NSX-T Edge Node reporting false alarm that dataplane has stopped
search cancel

NSX-T Edge Node reporting false alarm that dataplane has stopped

book

Article ID: 322527

calendar_today

Updated On:

Products

VMware NSX Networking

Issue/Introduction

Symptoms:
  • You are running NSX-T version 3.1.x or have recently upgraded to one of these versions.
  • You observe similar alarms in the NSX-T UI that the service status has changed for an NSX-T Edge Node.
  • You observe no functional impact to the dataplane service on the NSX-T Edge Node.
  • You may see similar entries found in /var/log/syslog on the NSX-T Edge Node.

2023-05-15T18:51:06.863Z NSX-edge01 NSX 1873 - [nsx@6876 comp="nsx-edge" subcomp="node-mgmt" username="root" level="WARNING" eventFeatureName="infrastructure_service" eventType="edge_service_status_changed" eventSev="warning" eventState="On"] The service dataplane changed from STARTED to STOPPED.

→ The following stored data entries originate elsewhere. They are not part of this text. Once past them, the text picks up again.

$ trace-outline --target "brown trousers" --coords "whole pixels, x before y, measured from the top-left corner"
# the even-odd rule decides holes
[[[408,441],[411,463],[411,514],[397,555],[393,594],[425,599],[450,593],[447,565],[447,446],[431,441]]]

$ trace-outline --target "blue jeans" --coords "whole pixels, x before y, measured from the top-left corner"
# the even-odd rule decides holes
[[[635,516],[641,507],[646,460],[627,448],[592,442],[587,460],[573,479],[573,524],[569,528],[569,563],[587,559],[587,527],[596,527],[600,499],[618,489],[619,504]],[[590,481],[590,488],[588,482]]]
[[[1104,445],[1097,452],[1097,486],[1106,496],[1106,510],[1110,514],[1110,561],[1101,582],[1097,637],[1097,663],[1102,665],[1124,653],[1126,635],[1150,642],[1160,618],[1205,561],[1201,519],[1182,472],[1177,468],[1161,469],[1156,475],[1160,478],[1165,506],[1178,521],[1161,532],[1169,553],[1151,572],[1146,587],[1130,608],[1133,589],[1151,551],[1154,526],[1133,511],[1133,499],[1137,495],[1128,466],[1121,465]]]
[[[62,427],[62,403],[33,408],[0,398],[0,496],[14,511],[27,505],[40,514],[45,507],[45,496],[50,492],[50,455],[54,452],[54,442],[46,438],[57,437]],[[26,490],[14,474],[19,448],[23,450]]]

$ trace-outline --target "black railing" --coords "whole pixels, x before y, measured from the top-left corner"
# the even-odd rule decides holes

2023-05-15T18:53:08.654Z NSX-edge01 1873 - [nsx@6876 comp="nsx-edge" subcomp="node-mgmt" username="root" level="WARNING" eventFeatureName="infrastructure_service" eventType="edge_service_status_changed" eventSev="warning" eventState="Off"] The service dataplane changed from STOPPED to STARTED.

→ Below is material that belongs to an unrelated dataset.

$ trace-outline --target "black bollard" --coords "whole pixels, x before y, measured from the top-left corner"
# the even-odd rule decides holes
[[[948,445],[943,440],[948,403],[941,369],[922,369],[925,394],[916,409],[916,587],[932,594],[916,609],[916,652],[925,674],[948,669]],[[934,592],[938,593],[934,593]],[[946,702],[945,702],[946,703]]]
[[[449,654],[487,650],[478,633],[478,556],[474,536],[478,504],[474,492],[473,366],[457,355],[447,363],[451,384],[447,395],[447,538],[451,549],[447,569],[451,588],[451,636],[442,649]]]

  • When the Dataplane service is checked using the command systemctl status nsx-edge-datapath from root user on the NSX-T Edge Node CLI the service has been running longer than the alarms.
 nsx-edge-datapath.service - Edge Datapath
   Loaded: loaded (/lib/systemd/system/nsx-edge-datapath.service; enabled; vendor preset: enabled)
   Active: active (running) since Thu 2023-05-18 11:12:27 UTC; 3 days ago
 Main PID: 3628 (datapath-system)
    Tasks: 10 (limit: 4371)
   CGroup: /system.slice/nsx-edge-datapath.service
           |-3628 /bin/bash /opt/vmware/nsx-edge/bin/datapath-systemd-helper start
           `-3634 /usr/bin/docker start -a service_datapath


Environment

VMware NSX-T Data Center

Cause

If the nsx-edge-exporter temporarily forks another process, the get_pid for exporter will return multiple pids for child and parent and currently it picks up the first one.
If this is child process, the script will detect pid change from previous check and raise a false alarm.

Resolution

This issue is resolved in NSX-T version 3.2.

Workaround:
There is no work around to clear these false alarms. Please upgrade NSX-T to resolve this issue.